Oxygen produced by isolated chloroplasts

Abstract

The system concerned with the assimilation of carbon dioxide by the green plant has, under optimum conditions, an activity comparable with the highest rate of cellular respiration in animals. At the moment there is, in the case of animals, considerable knowledge of the subcellular chemical mechanisms which can be connected with respiratory activity. In the green plant, on the other hand, there is still no direct indication of a single chemical mechanism connected with carbon assimilation. As the oxygen output, apart from CO2 evolution is a guide in searching for systems connected with respiration, so might an oxygen output, apart from CO2 absorption, indicate mechanisms characteristic of photosynthetic activity in the plant. The subcellular evolution of oxygen under illumination has been known in the case of green plants for many years (Spoehr 1926). The effect, however, was always insignificant compared with the original photosynthetic activity of the cell. The oxygen could only be detected by using certain bacteria which show either motility or luminescence with traces of this gas. But to this method we owe the classical investigations of Engelmann (Spoehr 1926) who showed that in the living cell oxygen appeared in the neighbourhood of the illuminated chloroplast and the experiments on the isolated chloroplasts of Funaria hygrometrica by Haberlandt, who demonstrated the production of oxygen in light.
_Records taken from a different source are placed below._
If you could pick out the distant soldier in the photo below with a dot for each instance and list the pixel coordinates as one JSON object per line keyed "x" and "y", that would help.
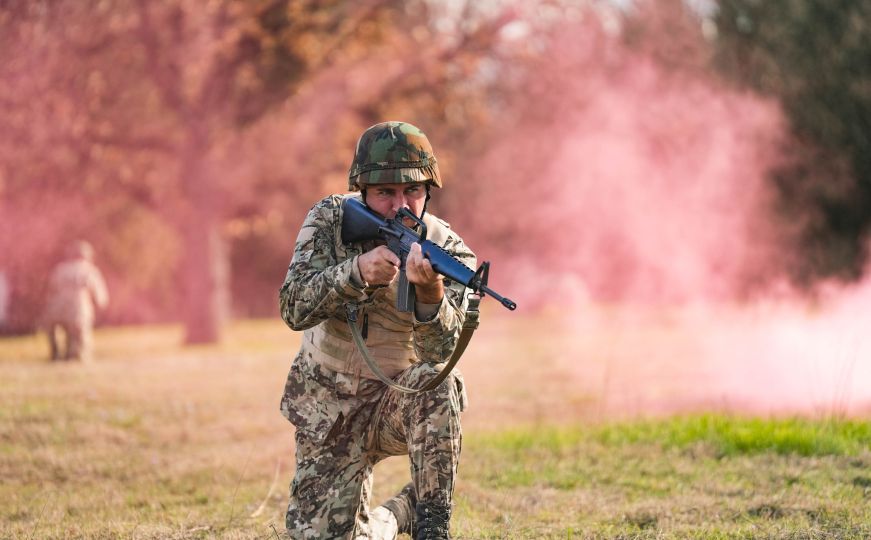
{"x": 74, "y": 288}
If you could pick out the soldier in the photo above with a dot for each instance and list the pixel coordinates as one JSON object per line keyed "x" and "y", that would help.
{"x": 75, "y": 286}
{"x": 346, "y": 420}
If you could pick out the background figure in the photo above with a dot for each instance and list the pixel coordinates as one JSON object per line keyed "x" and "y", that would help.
{"x": 74, "y": 288}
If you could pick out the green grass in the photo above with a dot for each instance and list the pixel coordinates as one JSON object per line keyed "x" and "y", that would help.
{"x": 705, "y": 476}
{"x": 154, "y": 440}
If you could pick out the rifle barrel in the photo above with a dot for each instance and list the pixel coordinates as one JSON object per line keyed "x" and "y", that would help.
{"x": 502, "y": 300}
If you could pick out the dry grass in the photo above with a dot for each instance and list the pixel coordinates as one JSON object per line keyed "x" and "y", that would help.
{"x": 154, "y": 440}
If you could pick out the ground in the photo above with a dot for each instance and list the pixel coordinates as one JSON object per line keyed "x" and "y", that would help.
{"x": 568, "y": 435}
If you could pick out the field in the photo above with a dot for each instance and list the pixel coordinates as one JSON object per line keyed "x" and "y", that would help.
{"x": 568, "y": 435}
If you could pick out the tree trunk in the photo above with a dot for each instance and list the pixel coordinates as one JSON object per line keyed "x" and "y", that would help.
{"x": 206, "y": 262}
{"x": 205, "y": 281}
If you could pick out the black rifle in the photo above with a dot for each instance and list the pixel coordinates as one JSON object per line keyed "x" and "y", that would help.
{"x": 360, "y": 223}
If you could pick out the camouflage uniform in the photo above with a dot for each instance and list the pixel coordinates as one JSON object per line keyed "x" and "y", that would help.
{"x": 75, "y": 286}
{"x": 346, "y": 420}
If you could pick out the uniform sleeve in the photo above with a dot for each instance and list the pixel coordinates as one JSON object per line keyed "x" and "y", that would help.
{"x": 317, "y": 286}
{"x": 435, "y": 339}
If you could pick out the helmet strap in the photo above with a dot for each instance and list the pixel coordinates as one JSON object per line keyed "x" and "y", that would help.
{"x": 428, "y": 196}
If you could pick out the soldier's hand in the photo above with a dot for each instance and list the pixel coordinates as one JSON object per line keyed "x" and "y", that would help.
{"x": 379, "y": 266}
{"x": 428, "y": 284}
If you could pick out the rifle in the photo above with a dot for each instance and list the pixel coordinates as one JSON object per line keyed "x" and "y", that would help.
{"x": 360, "y": 223}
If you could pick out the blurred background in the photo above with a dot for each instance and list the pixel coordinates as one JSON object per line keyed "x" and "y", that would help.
{"x": 660, "y": 154}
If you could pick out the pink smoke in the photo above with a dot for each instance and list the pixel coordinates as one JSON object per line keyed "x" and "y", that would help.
{"x": 624, "y": 179}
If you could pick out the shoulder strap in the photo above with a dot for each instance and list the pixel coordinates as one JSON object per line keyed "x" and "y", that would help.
{"x": 469, "y": 326}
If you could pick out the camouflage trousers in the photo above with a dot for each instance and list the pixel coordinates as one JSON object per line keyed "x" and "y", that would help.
{"x": 78, "y": 337}
{"x": 346, "y": 426}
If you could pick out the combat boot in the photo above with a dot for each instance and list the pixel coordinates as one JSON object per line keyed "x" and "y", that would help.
{"x": 402, "y": 505}
{"x": 433, "y": 521}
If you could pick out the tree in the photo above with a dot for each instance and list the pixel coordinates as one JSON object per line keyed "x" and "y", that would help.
{"x": 815, "y": 56}
{"x": 157, "y": 113}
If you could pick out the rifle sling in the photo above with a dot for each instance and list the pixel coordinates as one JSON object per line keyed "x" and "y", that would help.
{"x": 469, "y": 326}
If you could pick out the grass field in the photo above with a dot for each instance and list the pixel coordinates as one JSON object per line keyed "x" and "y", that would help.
{"x": 154, "y": 440}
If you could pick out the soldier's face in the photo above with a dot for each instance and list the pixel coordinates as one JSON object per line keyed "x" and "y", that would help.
{"x": 387, "y": 199}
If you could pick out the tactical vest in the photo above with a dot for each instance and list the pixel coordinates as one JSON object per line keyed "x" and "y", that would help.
{"x": 389, "y": 332}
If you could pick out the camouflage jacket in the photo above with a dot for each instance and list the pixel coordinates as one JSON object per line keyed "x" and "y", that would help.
{"x": 323, "y": 277}
{"x": 74, "y": 288}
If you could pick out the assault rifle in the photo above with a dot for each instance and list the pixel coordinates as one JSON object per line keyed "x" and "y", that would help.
{"x": 360, "y": 223}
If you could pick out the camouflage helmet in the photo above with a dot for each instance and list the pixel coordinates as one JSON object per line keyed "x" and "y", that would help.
{"x": 393, "y": 153}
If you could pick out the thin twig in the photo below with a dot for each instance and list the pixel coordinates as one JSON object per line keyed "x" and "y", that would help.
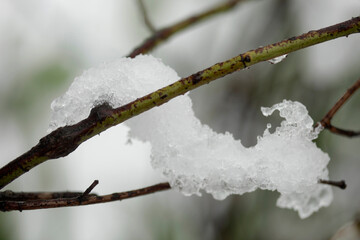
{"x": 165, "y": 33}
{"x": 326, "y": 121}
{"x": 340, "y": 184}
{"x": 87, "y": 199}
{"x": 89, "y": 189}
{"x": 65, "y": 140}
{"x": 145, "y": 16}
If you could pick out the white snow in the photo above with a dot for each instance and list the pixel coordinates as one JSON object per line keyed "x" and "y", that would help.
{"x": 277, "y": 59}
{"x": 194, "y": 158}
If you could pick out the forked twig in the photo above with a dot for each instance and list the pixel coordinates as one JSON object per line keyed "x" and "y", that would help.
{"x": 76, "y": 199}
{"x": 146, "y": 16}
{"x": 326, "y": 121}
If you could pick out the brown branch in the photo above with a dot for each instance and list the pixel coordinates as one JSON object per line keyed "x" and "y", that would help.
{"x": 340, "y": 184}
{"x": 89, "y": 189}
{"x": 165, "y": 33}
{"x": 10, "y": 201}
{"x": 65, "y": 140}
{"x": 326, "y": 121}
{"x": 76, "y": 199}
{"x": 145, "y": 16}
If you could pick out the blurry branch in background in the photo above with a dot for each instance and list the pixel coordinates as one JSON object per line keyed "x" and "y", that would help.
{"x": 10, "y": 201}
{"x": 349, "y": 231}
{"x": 65, "y": 140}
{"x": 147, "y": 21}
{"x": 163, "y": 34}
{"x": 340, "y": 184}
{"x": 13, "y": 201}
{"x": 326, "y": 121}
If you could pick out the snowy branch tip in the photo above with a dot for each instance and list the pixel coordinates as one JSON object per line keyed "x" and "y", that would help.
{"x": 193, "y": 157}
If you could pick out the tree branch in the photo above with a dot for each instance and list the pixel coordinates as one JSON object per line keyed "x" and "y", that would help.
{"x": 66, "y": 139}
{"x": 10, "y": 201}
{"x": 326, "y": 121}
{"x": 145, "y": 16}
{"x": 165, "y": 33}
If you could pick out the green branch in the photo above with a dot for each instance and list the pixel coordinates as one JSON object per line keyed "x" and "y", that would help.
{"x": 66, "y": 139}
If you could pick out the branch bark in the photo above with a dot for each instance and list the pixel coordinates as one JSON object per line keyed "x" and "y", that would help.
{"x": 163, "y": 34}
{"x": 10, "y": 201}
{"x": 66, "y": 139}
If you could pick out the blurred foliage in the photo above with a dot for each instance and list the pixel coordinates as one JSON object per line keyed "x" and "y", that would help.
{"x": 231, "y": 104}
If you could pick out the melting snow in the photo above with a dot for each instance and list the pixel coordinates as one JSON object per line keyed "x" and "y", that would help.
{"x": 277, "y": 59}
{"x": 193, "y": 157}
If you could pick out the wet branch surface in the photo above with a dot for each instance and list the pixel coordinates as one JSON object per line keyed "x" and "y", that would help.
{"x": 65, "y": 140}
{"x": 326, "y": 121}
{"x": 165, "y": 33}
{"x": 10, "y": 201}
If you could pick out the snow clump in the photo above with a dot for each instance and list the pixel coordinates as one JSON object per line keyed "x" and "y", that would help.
{"x": 194, "y": 158}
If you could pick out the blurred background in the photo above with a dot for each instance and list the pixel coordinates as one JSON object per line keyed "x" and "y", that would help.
{"x": 44, "y": 45}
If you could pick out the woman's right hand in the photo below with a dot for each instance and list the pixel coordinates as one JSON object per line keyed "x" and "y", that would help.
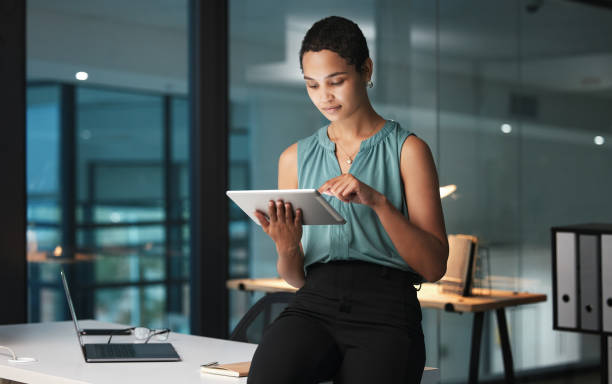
{"x": 283, "y": 226}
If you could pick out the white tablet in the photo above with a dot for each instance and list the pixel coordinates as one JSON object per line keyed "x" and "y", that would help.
{"x": 315, "y": 209}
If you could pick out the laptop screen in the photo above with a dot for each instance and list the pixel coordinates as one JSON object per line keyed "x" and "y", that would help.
{"x": 71, "y": 307}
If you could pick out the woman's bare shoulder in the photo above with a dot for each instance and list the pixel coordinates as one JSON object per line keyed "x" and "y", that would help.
{"x": 287, "y": 168}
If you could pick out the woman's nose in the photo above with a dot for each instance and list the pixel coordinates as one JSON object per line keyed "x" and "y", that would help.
{"x": 327, "y": 96}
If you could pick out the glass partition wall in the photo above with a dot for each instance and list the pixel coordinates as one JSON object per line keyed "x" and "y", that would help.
{"x": 514, "y": 99}
{"x": 122, "y": 238}
{"x": 107, "y": 155}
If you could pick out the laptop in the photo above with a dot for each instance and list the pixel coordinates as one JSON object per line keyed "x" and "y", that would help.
{"x": 117, "y": 352}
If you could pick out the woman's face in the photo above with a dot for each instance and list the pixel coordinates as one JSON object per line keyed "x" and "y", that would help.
{"x": 334, "y": 86}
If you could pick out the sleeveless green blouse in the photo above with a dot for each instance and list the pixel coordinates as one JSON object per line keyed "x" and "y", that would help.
{"x": 363, "y": 237}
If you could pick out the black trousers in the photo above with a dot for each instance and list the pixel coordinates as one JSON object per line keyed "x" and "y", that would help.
{"x": 352, "y": 322}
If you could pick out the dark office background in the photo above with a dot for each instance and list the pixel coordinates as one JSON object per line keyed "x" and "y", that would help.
{"x": 123, "y": 179}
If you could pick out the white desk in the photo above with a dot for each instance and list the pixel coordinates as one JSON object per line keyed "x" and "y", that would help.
{"x": 60, "y": 360}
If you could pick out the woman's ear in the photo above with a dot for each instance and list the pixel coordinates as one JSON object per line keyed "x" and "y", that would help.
{"x": 366, "y": 69}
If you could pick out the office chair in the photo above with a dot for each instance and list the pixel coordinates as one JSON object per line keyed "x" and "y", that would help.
{"x": 251, "y": 327}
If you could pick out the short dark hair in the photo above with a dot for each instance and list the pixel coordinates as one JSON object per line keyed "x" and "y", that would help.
{"x": 339, "y": 35}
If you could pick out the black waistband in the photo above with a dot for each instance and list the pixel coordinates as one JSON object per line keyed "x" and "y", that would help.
{"x": 358, "y": 266}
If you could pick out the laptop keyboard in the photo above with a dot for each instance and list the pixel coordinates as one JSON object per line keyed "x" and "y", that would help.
{"x": 114, "y": 350}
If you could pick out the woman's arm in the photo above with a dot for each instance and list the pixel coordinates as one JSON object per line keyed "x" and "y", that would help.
{"x": 421, "y": 239}
{"x": 284, "y": 227}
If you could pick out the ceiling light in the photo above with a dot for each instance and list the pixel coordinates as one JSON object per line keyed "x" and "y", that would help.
{"x": 447, "y": 190}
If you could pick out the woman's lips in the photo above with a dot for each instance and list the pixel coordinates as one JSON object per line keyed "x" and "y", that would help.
{"x": 332, "y": 109}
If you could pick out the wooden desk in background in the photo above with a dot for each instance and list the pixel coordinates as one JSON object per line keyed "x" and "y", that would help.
{"x": 430, "y": 296}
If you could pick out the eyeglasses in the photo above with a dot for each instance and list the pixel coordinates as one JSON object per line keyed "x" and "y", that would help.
{"x": 142, "y": 333}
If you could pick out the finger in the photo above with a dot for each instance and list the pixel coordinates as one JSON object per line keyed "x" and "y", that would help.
{"x": 337, "y": 188}
{"x": 272, "y": 212}
{"x": 280, "y": 211}
{"x": 326, "y": 186}
{"x": 288, "y": 213}
{"x": 262, "y": 219}
{"x": 347, "y": 191}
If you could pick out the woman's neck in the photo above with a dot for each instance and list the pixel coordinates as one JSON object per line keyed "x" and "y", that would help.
{"x": 359, "y": 126}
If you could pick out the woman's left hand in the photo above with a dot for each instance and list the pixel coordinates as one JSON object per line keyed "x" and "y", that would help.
{"x": 349, "y": 189}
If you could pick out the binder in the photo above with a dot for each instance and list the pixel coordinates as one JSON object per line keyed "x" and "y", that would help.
{"x": 567, "y": 305}
{"x": 606, "y": 282}
{"x": 589, "y": 282}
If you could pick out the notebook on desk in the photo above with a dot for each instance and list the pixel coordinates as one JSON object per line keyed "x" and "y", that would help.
{"x": 118, "y": 352}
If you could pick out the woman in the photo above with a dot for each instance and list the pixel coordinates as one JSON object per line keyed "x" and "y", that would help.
{"x": 355, "y": 318}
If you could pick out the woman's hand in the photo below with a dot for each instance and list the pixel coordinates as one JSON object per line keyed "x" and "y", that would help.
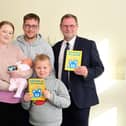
{"x": 27, "y": 97}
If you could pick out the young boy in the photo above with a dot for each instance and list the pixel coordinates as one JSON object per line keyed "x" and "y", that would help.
{"x": 50, "y": 112}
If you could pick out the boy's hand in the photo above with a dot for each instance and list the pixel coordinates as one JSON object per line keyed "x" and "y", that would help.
{"x": 47, "y": 94}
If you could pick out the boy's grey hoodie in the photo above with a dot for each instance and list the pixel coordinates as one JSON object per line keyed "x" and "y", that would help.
{"x": 50, "y": 113}
{"x": 37, "y": 47}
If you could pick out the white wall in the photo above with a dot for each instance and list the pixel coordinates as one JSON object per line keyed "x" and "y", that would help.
{"x": 98, "y": 20}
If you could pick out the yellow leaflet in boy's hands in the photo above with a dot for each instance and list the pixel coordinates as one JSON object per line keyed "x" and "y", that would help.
{"x": 36, "y": 87}
{"x": 73, "y": 59}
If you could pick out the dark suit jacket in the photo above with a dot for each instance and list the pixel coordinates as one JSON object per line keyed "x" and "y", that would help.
{"x": 83, "y": 90}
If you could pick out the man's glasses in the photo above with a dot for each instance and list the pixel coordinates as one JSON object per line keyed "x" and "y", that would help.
{"x": 27, "y": 26}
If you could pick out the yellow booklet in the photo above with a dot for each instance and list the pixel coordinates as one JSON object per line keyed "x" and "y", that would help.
{"x": 36, "y": 87}
{"x": 73, "y": 59}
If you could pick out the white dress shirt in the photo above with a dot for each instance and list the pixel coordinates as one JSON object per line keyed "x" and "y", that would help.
{"x": 61, "y": 55}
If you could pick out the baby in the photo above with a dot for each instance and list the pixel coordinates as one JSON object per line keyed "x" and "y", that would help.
{"x": 18, "y": 83}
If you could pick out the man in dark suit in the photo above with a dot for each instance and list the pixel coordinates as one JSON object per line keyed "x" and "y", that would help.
{"x": 80, "y": 82}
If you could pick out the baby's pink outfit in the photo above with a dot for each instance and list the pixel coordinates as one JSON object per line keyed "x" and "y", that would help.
{"x": 19, "y": 84}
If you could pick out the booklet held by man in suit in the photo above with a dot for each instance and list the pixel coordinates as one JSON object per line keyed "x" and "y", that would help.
{"x": 36, "y": 87}
{"x": 73, "y": 59}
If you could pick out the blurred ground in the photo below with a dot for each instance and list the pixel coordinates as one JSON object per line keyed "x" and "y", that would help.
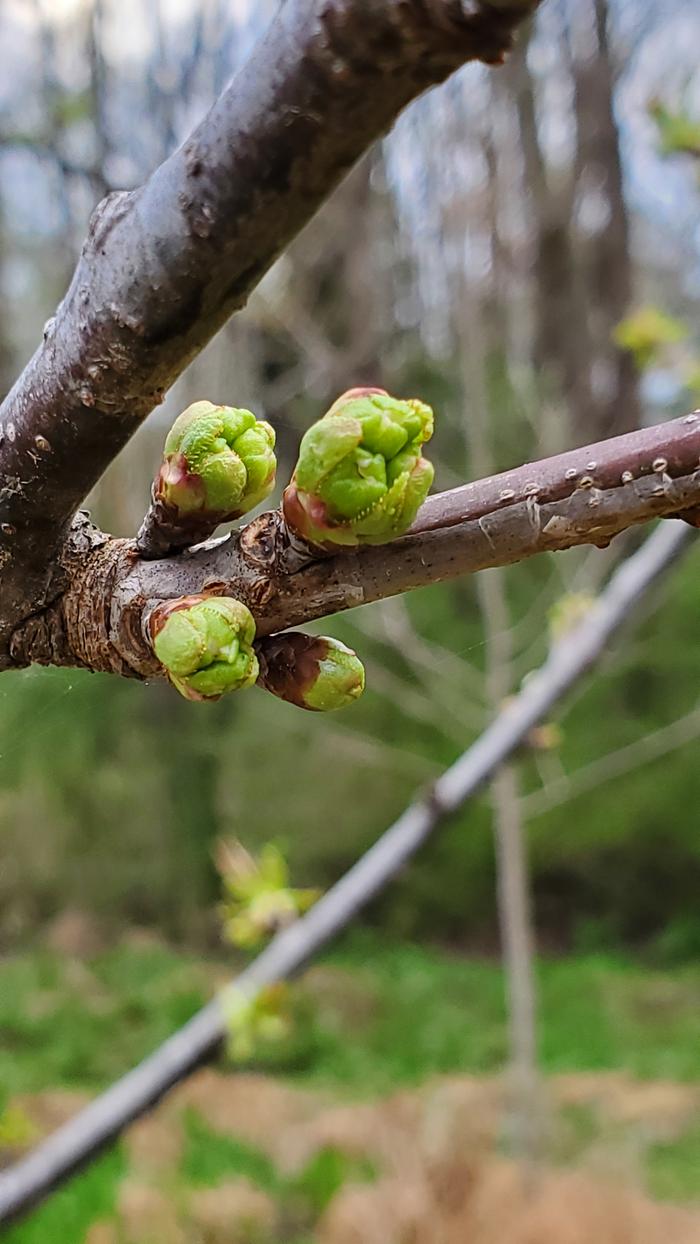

Ewart (1896) confirmed and extended these results using other mosses and Selaginella helvetica ; in a phanerogam, Elodea , no oxygen could be observed to come from the isolated chloroplastes. The same problem was approached in a somewhat different manner by Molisch (1925). The leaves of many phanerogams were allowed to dry slowly in air and finally over a dehydrating agent. This produced a stable preparation which, if ground up in water, would show an evolution of oxygen in light which could be detected by the bacterial methods. Molisch showed that these preparations were thermolabile, indicating an enzymic process. Recently, the matter was taken up by Inman (1935) who confirmed the experiments of Molisch and showed also that fresh green extracts of many phanerogams will evolve oxygen in light, using the bacterial mathod. Inman brought further evidence as to the enzymic nature of the process, and, moreover, did not consider the oxygen evolved to represent photosynthesis but suggested that it was due to a limited store of oxygen-giving material.